When data sets become too large, here’s a look at how MSPs can teach businesses how to use it properly and prevent companies from feeling overwhelmed and halting company progress.

November 5, 2014

3 Min Read
At What Point is Big Data Too Much of a Good Thing?

By Michael Brown 1

There’s no arguing that big data is already making big strides in a variety of fields and industries. From sophisticated predictive analytics, highly intelligent risk analysis and deep insights into consumer behavior, it can play a large role in almost any sector. But when data sets become too large and complex, it can also cause you to think yourself into oblivion.                               

“Analysis Paralysis” is a term used to describe when an individual or company becomes so lost in the analytical process that decisions are never fully made and progress comes to a halt. Although big data algorithms and software have the capacity to group and analyze data in a way that humans can’t, it’s still easy to become overwhelmed no matter what field you’re in.

When data sets become too large, here’s a look at how MSPs can teach businesses how to use it properly and prevent companies from feeling overwhelmed and halting company progress.

Take the life sciences field for example. While other fields such as astronomy, physics and computer sciences have already been dealing with complex, massive datasets for decades, biology was more of a “descriptive science” and is now left with little time to adapt to the massive data sets being generated.
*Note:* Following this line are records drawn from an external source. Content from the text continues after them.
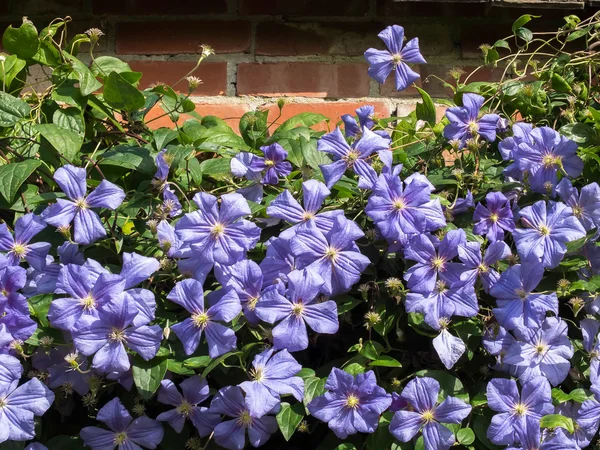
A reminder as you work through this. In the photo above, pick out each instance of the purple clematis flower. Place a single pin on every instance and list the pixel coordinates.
(465, 122)
(352, 404)
(355, 157)
(20, 404)
(426, 415)
(195, 390)
(518, 306)
(432, 263)
(334, 256)
(189, 294)
(585, 205)
(19, 248)
(382, 62)
(296, 310)
(105, 337)
(404, 209)
(514, 409)
(543, 351)
(286, 207)
(219, 234)
(272, 375)
(548, 153)
(231, 434)
(548, 228)
(88, 227)
(125, 432)
(495, 218)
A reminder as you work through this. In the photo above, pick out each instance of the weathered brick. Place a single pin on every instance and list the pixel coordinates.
(153, 7)
(213, 75)
(308, 79)
(186, 36)
(305, 7)
(330, 38)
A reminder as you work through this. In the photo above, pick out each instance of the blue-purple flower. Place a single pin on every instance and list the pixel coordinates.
(194, 390)
(465, 122)
(78, 209)
(296, 310)
(124, 432)
(384, 62)
(424, 414)
(352, 404)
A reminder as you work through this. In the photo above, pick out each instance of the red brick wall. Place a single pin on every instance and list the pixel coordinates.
(309, 51)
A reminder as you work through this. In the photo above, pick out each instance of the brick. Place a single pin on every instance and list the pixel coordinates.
(185, 36)
(154, 7)
(305, 7)
(308, 79)
(329, 38)
(213, 75)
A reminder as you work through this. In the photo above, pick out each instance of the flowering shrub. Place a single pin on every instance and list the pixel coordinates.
(394, 283)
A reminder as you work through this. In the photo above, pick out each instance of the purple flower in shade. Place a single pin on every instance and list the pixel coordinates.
(549, 226)
(85, 295)
(219, 234)
(278, 262)
(88, 227)
(272, 375)
(286, 207)
(296, 310)
(334, 256)
(20, 404)
(518, 306)
(246, 279)
(231, 434)
(443, 302)
(189, 294)
(465, 122)
(431, 263)
(105, 337)
(585, 206)
(404, 209)
(19, 248)
(548, 153)
(125, 432)
(384, 62)
(475, 267)
(426, 415)
(543, 351)
(514, 409)
(586, 429)
(355, 157)
(352, 404)
(195, 390)
(494, 218)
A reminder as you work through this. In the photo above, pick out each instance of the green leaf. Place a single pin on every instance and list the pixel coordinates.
(385, 361)
(465, 436)
(122, 95)
(65, 142)
(12, 110)
(22, 41)
(288, 418)
(13, 175)
(39, 306)
(147, 375)
(557, 421)
(426, 110)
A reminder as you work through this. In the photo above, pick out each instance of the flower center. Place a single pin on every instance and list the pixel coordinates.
(185, 408)
(120, 438)
(200, 319)
(116, 335)
(244, 419)
(352, 401)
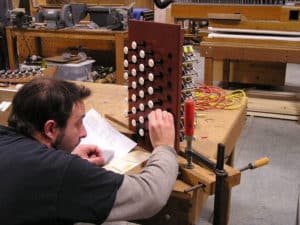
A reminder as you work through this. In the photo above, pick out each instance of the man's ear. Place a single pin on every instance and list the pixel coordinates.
(51, 129)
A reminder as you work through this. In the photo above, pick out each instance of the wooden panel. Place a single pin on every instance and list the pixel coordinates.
(274, 106)
(138, 3)
(266, 73)
(202, 10)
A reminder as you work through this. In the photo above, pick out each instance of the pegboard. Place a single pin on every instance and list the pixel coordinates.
(153, 70)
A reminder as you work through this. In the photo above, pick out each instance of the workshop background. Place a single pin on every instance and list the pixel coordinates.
(270, 195)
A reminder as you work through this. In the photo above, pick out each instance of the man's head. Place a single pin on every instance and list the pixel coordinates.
(50, 110)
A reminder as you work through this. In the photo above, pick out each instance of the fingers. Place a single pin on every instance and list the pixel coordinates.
(97, 160)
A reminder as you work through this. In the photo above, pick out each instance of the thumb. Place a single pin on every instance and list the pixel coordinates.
(99, 160)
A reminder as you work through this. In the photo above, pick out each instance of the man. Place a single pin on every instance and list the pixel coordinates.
(42, 183)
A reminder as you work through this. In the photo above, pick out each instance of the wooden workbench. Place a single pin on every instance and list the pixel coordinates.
(213, 127)
(60, 35)
(216, 126)
(225, 50)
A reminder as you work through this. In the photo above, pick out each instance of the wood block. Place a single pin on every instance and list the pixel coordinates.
(274, 106)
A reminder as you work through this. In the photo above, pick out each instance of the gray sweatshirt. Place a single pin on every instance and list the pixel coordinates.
(142, 195)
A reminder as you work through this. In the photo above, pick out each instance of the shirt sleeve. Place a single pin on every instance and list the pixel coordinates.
(143, 195)
(87, 192)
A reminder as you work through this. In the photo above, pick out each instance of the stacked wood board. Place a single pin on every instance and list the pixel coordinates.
(274, 104)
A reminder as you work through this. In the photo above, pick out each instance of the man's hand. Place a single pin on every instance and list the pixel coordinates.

David Relman, physician and microbiologist at Stanford University studies the human microbiome, and describes how the biologists are now generating data at rates that are difficult to keep up with.

“10 years ago, the field was relatively data poor, and scientist could easily keep up with the data they generated. But with advances in genomics, imaging and other technologies, biologists are not generating data at crushing speeds.”

MSPs can help organizations struggling with similar hurdles in the following ways

  • Moving and integrating data – Work closely with clients to find the right cloud model that suits their business goals, map an entire data landscape, and prepare old applications for integration.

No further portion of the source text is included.